Fine-tune Topic travel for your work with a bertopic

nimda August 12, 2025

0 24 6 minutes read

Fine-tune Topic travel for your work with a bertopic

The title model remains a critical tool in AI and NLP toolbox. While large models of language (LLMS) treat the text properly, issuing high quality topics from large data requires strategies provided for dedicated topics. The general performance spending includes four basic steps: embryos, reduction of magnitude, integration, and representative representation.

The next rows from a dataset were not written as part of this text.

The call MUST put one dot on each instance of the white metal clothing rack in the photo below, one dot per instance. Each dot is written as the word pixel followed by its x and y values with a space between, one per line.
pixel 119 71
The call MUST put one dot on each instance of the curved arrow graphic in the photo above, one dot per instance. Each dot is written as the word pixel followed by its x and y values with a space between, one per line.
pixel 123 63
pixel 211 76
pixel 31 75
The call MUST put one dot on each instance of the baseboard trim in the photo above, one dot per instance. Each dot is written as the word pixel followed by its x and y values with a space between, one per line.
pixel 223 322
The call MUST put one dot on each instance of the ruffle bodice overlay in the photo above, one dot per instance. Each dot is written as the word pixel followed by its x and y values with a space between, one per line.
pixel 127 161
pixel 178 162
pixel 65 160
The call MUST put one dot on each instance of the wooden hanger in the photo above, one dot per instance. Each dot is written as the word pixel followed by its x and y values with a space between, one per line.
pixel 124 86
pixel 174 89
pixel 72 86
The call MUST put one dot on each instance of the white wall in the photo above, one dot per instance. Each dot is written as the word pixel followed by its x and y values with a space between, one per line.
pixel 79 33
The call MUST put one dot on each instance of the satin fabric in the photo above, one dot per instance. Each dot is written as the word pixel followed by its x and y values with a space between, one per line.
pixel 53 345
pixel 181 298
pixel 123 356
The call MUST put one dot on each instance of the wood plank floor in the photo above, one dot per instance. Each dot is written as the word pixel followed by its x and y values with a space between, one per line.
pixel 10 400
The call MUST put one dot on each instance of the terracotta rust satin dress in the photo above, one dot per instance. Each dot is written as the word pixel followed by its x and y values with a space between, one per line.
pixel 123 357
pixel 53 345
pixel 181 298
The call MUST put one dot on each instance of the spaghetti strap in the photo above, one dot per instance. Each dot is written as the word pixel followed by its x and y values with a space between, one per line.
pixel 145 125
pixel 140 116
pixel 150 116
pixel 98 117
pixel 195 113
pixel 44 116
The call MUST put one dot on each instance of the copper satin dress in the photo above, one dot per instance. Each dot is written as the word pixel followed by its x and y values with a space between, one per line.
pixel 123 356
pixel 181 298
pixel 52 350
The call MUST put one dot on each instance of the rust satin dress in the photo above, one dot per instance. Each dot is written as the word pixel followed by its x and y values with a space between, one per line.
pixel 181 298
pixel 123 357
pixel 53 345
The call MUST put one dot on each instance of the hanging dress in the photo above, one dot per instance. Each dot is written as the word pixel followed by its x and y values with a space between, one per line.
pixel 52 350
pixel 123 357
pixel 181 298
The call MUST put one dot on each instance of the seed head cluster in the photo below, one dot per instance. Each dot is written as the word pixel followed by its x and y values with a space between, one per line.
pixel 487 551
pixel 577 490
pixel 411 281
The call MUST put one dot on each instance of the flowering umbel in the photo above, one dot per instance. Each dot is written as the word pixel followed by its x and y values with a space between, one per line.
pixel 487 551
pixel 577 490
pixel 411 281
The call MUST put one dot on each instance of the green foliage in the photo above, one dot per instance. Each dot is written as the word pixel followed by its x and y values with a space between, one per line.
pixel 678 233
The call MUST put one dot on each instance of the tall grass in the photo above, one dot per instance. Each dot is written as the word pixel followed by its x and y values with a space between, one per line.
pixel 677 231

Today's spaces BartopicWhy Simple Each Category Hyperts Modar and API is correct. In this post, I will travel to the practical changes you can do to improve the consequences of integration and expansion based on the use of the operating dataset, distributed under the normal Comative Commons Rombition 4.0.

All of the project is

We will start with the default settings recommended in Bertopic and continuously update the configuration to highlight their results. On the way, I will explain the purpose of each Module and how I can inform the information decisions when you show yourself.

Preparing Dataset

We upload a 500-story text sample.

import random
from datasets import load_dataset
dataset = load_dataset("SetFit/20_newsgroups")
random.seed(42)
text_label = list(zip(dataset["train"]["text"], dataset["train"]["label_text"]))
text_label_500 = random.sample(text_label, 500)

As information from the common UDIt discussions, we use cleaning measures to hold articles, delete clutter, and maintain instruction sentences only.

This benefits of this ensures high quality prevention and the smooth process of the tontream.

import re

def clean_for_embedding(text, max_sentences=5):
    lines = text.split("n")
    lines = [line for line in lines if not line.strip().startswith(">")]
    lines = [line for line in lines if not re.match
            (r"^s*(from|subject|organization|lines|writes|article)s*:", line, re.IGNORECASE)]
    text = " ".join(lines)
    text = re.sub(r"s+", " ", text).strip()
    text = re.sub(r"[!?]{3,}", "", text)
    sentence_split = re.split(r'(?<=[.!?]) +', text)
    sentence_split = [
        s for s in sentence_split
        if len(s.strip()) > 15 and not s.strip().isupper()
    ]
    return " ".join(sentence_split[:max_sentences])
texts_clean = [clean_for_embedding(text) for text,_ in text_label_500]
labels = [label for _, label in text_label_500]

First bertopic pipe

Using a Bertopic's Modular Design, we prepare each part: Sentenstranformer for Meddings, Map Completion of Maximum Hdbscan, and Countverizer + Keybert of the text. This setup points only a few widespread topics of noisy conditions, highlighting the need for proper planning to achieve compatible results.

from bertopic import BERTopic
from umap import UMAP
from hdbscan import HDBSCAN
from sentence_transformers import SentenceTransformer

from sklearn.feature_extraction.text import CountVectorizer
from bertopic.vectorizers import ClassTfidfTransformer
from bertopic.representation import KeyBERTInspired

# Step 1 - Extract embeddings
embedding_model = SentenceTransformer("all-MiniLM-L6-v2")

# Step 2 - Reduce dimensionality
umap_model = UMAP(n_neighbors=10, n_components=5, min_dist=0.0, metric='cosine', random_state=42)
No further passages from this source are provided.